NetBSD Problem Report #59371
From imil@netbsd.org Mon Apr 28 05:37:06 2025
Return-Path: <imil@netbsd.org>
Received: from mail.netbsd.org (mail.netbsd.org [199.233.217.200])
(using TLSv1.3 with cipher TLS_AES_256_GCM_SHA384 (256/256 bits)
key-exchange X25519 server-signature RSA-PSS (2048 bits) server-digest SHA256
client-signature RSA-PSS (2048 bits) client-digest SHA256)
(Client CN "mail.NetBSD.org", Issuer "mail.NetBSD.org CA" (not verified))
by mollari.NetBSD.org (Postfix) with ESMTPS id 0925C1A9239
for <gnats-bugs@gnats.NetBSD.org>; Mon, 28 Apr 2025 05:37:06 +0000 (UTC)
Message-Id: <20250428053704.7AD151A923C@mollari.NetBSD.org>
Date: Mon, 28 Apr 2025 05:37:04 +0000 (UTC)
From: imil@home.imil.net
Reply-To: imil@home.imil.net
To: gnats-bugs@NetBSD.org
Subject: Xen domU uvm_fault since FPU state allocation patch
X-Send-Pr-Version: 3.95
>Number: 59371
>Category: kern
>Synopsis: Xen domU uvm_fault since FPU state allocation patch
>Confidential: no
>Severity: critical
>Priority: high
>Responsible: riastradh
>State: feedback
>Class: sw-bug
>Submitter-Id: net
>Arrival-Date: Mon Apr 28 05:40:01 +0000 2025
>Closed-Date:
>Last-Modified: Mon Apr 28 13:05:01 +0000 2025
>Originator: Emile `iMil' Heitor
>Release: NetBSD 10.99.14
>Organization:
NetBSD
>Environment:
System: NetBSD outcast 10.99.14 NetBSD 10.99.14 (XEN3_DOM0) #1: Wed Apr 23 12:03:35 CEST 2025 imil@tatooine:/home/imil/src/github.com/NetBSD-src/sys/arch/amd64/compile/obj/XEN3_DOM0 amd64
Architecture: x86_64
Machine: amd64
>Description:
Starting April 25, NetBSD domU kernel would crash with an uvm_fault:
[ 1.0000000] cpu_rng: rdrand/rdseed
[ 1.0000000] entropy: ready
[ 1.0000000] Copyright (c) 1996, 1997, 1998, 1999, 2000, 2001, 2002, 2003,
[ 1.0000000] 2004, 2005, 2006, 2007, 2008, 2009, 2010, 2011, 2012, 2013,
[ 1.0000000] 2014, 2015, 2016, 2017, 2018, 2019, 2020, 2021, 2022, 2023,
[ 1.0000000] 2024, 2025
[ 1.0000000] The NetBSD Foundation, Inc.
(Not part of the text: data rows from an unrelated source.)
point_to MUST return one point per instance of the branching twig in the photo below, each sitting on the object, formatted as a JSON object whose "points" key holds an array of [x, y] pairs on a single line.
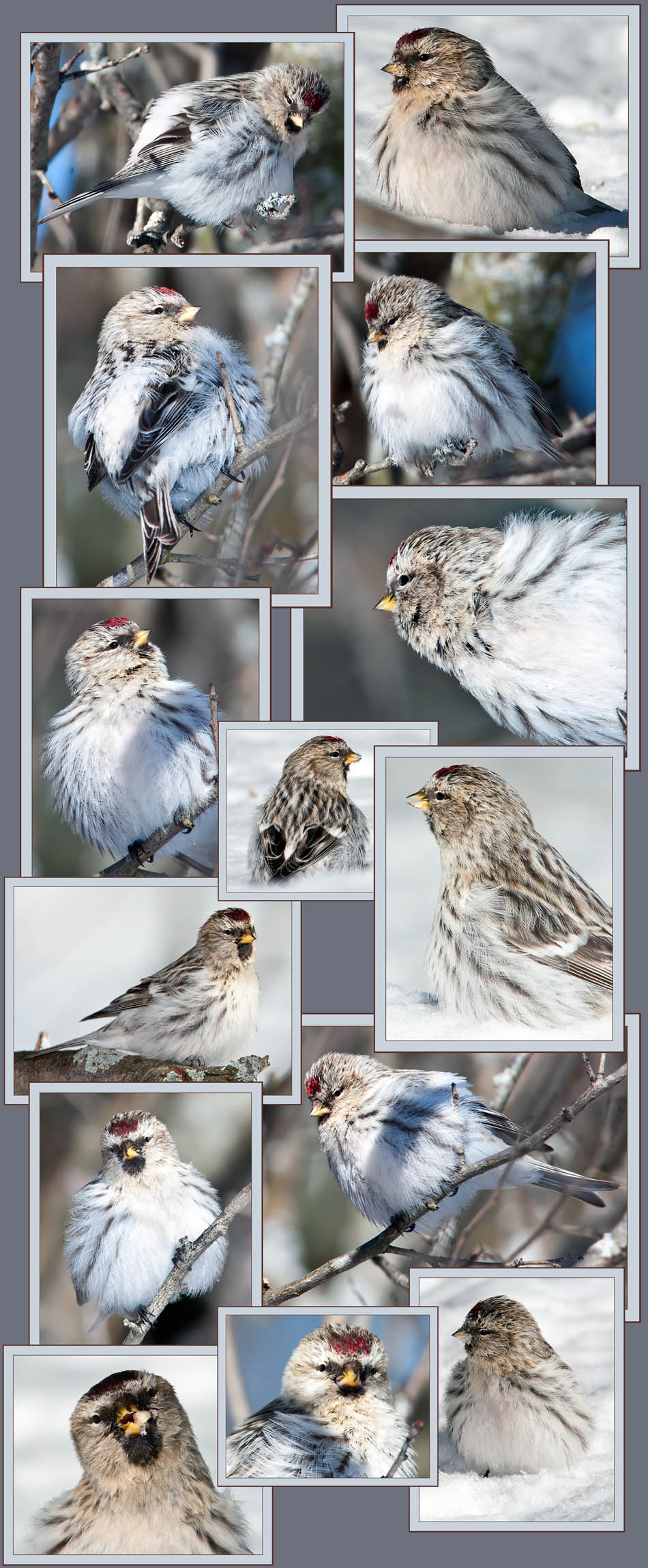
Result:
{"points": [[187, 1255]]}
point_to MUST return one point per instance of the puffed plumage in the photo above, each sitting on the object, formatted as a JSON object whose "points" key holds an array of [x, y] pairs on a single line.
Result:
{"points": [[310, 819], [126, 1223], [529, 618], [458, 143], [512, 1406], [393, 1140], [145, 1487], [443, 385], [134, 750], [153, 421], [335, 1417]]}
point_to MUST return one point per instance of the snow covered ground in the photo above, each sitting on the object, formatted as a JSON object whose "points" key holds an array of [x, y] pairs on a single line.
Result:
{"points": [[254, 762], [572, 68], [576, 1316]]}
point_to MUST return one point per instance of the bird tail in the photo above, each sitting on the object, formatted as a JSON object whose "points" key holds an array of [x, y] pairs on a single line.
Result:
{"points": [[584, 1187]]}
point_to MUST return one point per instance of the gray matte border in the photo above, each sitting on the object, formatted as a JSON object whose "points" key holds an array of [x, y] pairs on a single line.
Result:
{"points": [[614, 755], [118, 1355], [29, 596], [487, 1275], [344, 38], [256, 1100], [299, 1311], [291, 1098], [346, 16], [53, 265], [321, 727]]}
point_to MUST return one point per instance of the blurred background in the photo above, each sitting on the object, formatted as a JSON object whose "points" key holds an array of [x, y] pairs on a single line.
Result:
{"points": [[546, 302], [308, 1220], [102, 146], [201, 640], [355, 662], [244, 303], [79, 948], [211, 1131], [46, 1391], [570, 800], [258, 1349]]}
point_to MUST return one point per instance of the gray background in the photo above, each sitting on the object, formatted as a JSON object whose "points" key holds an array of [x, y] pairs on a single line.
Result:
{"points": [[338, 940]]}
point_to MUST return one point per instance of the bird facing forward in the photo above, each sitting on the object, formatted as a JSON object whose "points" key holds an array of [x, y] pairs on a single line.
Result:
{"points": [[310, 819], [218, 149], [531, 618], [134, 750], [458, 143], [126, 1223], [153, 421], [145, 1487], [514, 1406], [335, 1414], [394, 1139], [443, 385], [516, 933]]}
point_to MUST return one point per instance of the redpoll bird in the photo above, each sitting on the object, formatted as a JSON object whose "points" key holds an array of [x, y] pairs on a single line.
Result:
{"points": [[126, 1223], [153, 421], [462, 145], [394, 1139], [201, 1007], [529, 618], [310, 819], [514, 1406], [443, 385], [145, 1488], [134, 750], [218, 149], [335, 1414], [516, 935]]}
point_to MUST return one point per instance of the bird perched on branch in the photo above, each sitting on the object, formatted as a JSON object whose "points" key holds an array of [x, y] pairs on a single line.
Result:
{"points": [[516, 933], [153, 421], [124, 1227], [394, 1139], [201, 1007], [222, 148], [458, 143], [134, 750], [531, 618], [335, 1414], [145, 1487], [514, 1406], [310, 819], [443, 385]]}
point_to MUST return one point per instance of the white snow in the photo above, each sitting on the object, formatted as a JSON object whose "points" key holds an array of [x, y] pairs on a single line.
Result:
{"points": [[572, 68], [576, 1316]]}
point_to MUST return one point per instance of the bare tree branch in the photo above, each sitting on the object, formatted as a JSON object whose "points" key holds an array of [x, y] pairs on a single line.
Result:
{"points": [[187, 1253]]}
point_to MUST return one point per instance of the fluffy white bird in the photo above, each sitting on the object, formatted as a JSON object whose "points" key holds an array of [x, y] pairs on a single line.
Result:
{"points": [[126, 1223], [153, 421], [145, 1488], [335, 1414], [393, 1139], [134, 750], [514, 1406], [443, 385], [531, 618], [458, 143], [218, 149]]}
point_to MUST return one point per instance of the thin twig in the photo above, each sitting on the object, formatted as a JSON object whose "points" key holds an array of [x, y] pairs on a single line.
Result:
{"points": [[187, 1255]]}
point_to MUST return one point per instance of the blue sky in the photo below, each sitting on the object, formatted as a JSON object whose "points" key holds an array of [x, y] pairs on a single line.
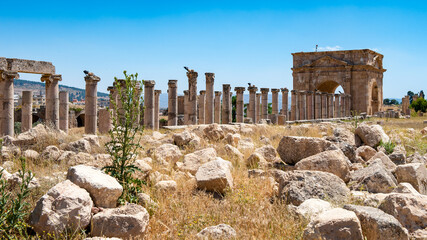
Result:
{"points": [[240, 41]]}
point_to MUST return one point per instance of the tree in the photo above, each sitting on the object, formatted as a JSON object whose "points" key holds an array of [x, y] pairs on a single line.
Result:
{"points": [[419, 105]]}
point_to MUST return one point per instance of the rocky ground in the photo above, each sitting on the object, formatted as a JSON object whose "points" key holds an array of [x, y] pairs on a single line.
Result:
{"points": [[308, 181]]}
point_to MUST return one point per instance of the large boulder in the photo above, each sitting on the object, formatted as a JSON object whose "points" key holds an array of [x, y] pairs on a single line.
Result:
{"points": [[186, 138], [410, 210], [221, 231], [377, 224], [104, 189], [214, 132], [371, 135], [193, 161], [415, 174], [297, 186], [215, 176], [128, 222], [292, 149], [66, 206], [336, 223], [374, 178], [167, 153], [333, 161]]}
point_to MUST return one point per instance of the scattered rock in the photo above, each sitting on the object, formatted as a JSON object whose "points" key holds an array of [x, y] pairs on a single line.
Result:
{"points": [[215, 176], [336, 223], [415, 174], [333, 161], [193, 161], [128, 221], [377, 224], [65, 206], [371, 135], [410, 210], [293, 149], [104, 189], [221, 231], [297, 186]]}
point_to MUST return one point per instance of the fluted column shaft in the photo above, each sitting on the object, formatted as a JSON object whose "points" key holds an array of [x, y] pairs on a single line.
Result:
{"points": [[217, 106], [149, 99], [239, 104], [192, 97], [63, 111], [209, 99], [172, 103], [226, 104]]}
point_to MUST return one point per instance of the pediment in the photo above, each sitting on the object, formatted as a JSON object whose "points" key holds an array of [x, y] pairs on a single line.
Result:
{"points": [[327, 61]]}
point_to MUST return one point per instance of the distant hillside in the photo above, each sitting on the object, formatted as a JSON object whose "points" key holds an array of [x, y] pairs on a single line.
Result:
{"points": [[39, 87]]}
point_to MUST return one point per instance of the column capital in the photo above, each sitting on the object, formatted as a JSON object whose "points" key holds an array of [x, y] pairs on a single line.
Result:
{"points": [[265, 90], [210, 77], [47, 78], [9, 75], [192, 74], [149, 83], [239, 89], [173, 83], [252, 89], [92, 78]]}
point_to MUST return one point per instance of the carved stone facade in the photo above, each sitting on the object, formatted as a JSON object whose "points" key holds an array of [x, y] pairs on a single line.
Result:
{"points": [[358, 72]]}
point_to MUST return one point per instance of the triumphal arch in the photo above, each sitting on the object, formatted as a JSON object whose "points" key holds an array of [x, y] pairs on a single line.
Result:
{"points": [[358, 72]]}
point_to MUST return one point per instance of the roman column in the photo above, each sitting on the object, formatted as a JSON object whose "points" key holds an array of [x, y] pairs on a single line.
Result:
{"points": [[26, 111], [294, 106], [318, 105], [172, 103], [310, 105], [303, 105], [337, 106], [275, 100], [264, 102], [186, 108], [285, 111], [156, 108], [209, 99], [240, 112], [52, 99], [202, 101], [63, 110], [252, 103], [324, 105], [217, 106], [330, 105], [342, 105], [258, 107], [149, 100], [226, 104], [192, 97]]}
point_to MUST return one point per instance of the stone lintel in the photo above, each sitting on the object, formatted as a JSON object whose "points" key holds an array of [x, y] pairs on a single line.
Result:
{"points": [[26, 66]]}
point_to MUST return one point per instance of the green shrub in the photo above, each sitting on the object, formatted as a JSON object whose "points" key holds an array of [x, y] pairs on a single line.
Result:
{"points": [[125, 136], [13, 205]]}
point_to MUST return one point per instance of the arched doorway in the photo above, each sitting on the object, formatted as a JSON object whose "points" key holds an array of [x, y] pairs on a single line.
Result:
{"points": [[375, 103]]}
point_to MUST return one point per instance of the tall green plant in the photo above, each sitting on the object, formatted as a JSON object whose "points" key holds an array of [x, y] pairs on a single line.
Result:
{"points": [[125, 136], [14, 207]]}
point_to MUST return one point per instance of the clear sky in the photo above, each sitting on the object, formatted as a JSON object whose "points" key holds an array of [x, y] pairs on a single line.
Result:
{"points": [[240, 41]]}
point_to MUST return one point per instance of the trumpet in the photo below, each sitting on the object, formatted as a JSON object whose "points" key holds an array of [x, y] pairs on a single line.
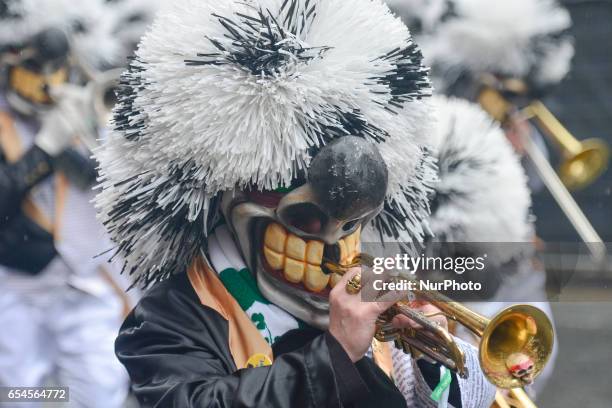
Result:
{"points": [[521, 332], [583, 162]]}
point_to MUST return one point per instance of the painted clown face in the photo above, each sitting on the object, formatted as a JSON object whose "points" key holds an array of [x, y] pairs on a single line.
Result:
{"points": [[285, 237]]}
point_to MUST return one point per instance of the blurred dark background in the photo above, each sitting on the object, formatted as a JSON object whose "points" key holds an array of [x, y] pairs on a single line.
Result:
{"points": [[583, 103]]}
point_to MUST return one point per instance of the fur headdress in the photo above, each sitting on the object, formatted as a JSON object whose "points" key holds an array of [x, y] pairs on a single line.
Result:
{"points": [[520, 38], [241, 94], [482, 194]]}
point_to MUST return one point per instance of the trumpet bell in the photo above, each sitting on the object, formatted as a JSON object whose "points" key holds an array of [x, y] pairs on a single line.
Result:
{"points": [[520, 329], [583, 167]]}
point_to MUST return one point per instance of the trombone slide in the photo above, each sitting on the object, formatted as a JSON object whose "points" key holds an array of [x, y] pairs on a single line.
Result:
{"points": [[565, 200]]}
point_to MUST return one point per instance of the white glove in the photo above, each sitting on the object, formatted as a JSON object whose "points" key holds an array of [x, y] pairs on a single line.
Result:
{"points": [[72, 117]]}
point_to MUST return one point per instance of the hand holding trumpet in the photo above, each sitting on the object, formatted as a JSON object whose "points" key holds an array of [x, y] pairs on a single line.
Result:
{"points": [[353, 322]]}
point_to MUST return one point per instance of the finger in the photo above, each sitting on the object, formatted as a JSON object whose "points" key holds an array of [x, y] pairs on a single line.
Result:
{"points": [[341, 285], [402, 322]]}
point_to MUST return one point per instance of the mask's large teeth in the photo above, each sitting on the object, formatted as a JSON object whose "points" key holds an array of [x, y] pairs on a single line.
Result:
{"points": [[300, 260], [334, 279], [274, 259], [296, 248], [294, 270], [275, 238], [314, 252], [315, 280]]}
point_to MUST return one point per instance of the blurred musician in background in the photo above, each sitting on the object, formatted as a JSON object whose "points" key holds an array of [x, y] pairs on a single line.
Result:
{"points": [[478, 50], [520, 49], [481, 205], [59, 304]]}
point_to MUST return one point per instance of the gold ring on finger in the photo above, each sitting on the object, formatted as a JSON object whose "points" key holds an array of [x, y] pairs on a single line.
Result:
{"points": [[353, 286]]}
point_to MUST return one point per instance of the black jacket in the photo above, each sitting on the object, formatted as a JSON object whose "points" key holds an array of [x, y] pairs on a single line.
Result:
{"points": [[176, 352], [24, 245]]}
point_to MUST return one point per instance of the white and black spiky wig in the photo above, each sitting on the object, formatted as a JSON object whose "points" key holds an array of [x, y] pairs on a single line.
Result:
{"points": [[482, 195], [241, 94], [527, 39]]}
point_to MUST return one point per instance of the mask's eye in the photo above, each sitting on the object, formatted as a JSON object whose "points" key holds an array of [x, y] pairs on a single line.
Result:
{"points": [[350, 225], [305, 217]]}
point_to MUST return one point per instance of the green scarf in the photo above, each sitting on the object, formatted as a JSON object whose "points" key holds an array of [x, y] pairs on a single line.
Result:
{"points": [[226, 260]]}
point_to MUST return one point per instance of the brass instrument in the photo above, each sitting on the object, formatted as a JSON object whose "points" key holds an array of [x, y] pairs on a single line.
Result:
{"points": [[104, 98], [516, 329], [584, 161]]}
All rights reserved.
[ 1.0000000] Copyright (c) 1982, 1986, 1989, 1991, 1993
[ 1.0000000] The Regents of the University of California. All rights reserved.
[ 1.0000000] NetBSD 10.99.14 (XEN3_DOMU) #7: Mon Apr 28 06:06:42 CEST 2025
[ 1.0000000] imil@tatooine:/home/imil/src/NetBSD/src/sys/arch/amd64/compile/obj/XEN3_DOMU
[ 1.0000000] total memory = 256 MB
[ 1.0000000] avail memory = 235 MB
[ 1.0000000] mainbus0 (root)
[ 1.0000000] hypervisor0 at mainbus0: Xen version 4.18.4_20241221nb0
[ 1.0000000] vcpu0 at hypervisor0
[ 1.0000000] vcpu0: Intel(R) Core(TM) i5-7300U CPU @ 2.60GHz, id 0x806e9
[ 1.0000000] vcpu0: node 0, package 0, core 0, smt 0
[ 1.0000000] xenbus0 at hypervisor0: Xen Virtual Bus Interface
[ 1.0000000] xencons0 at hypervisor0: Xen Virtual Console Driver
[ 1.0000030] xenbus0: can't get state for device/suspend/event-channel (2)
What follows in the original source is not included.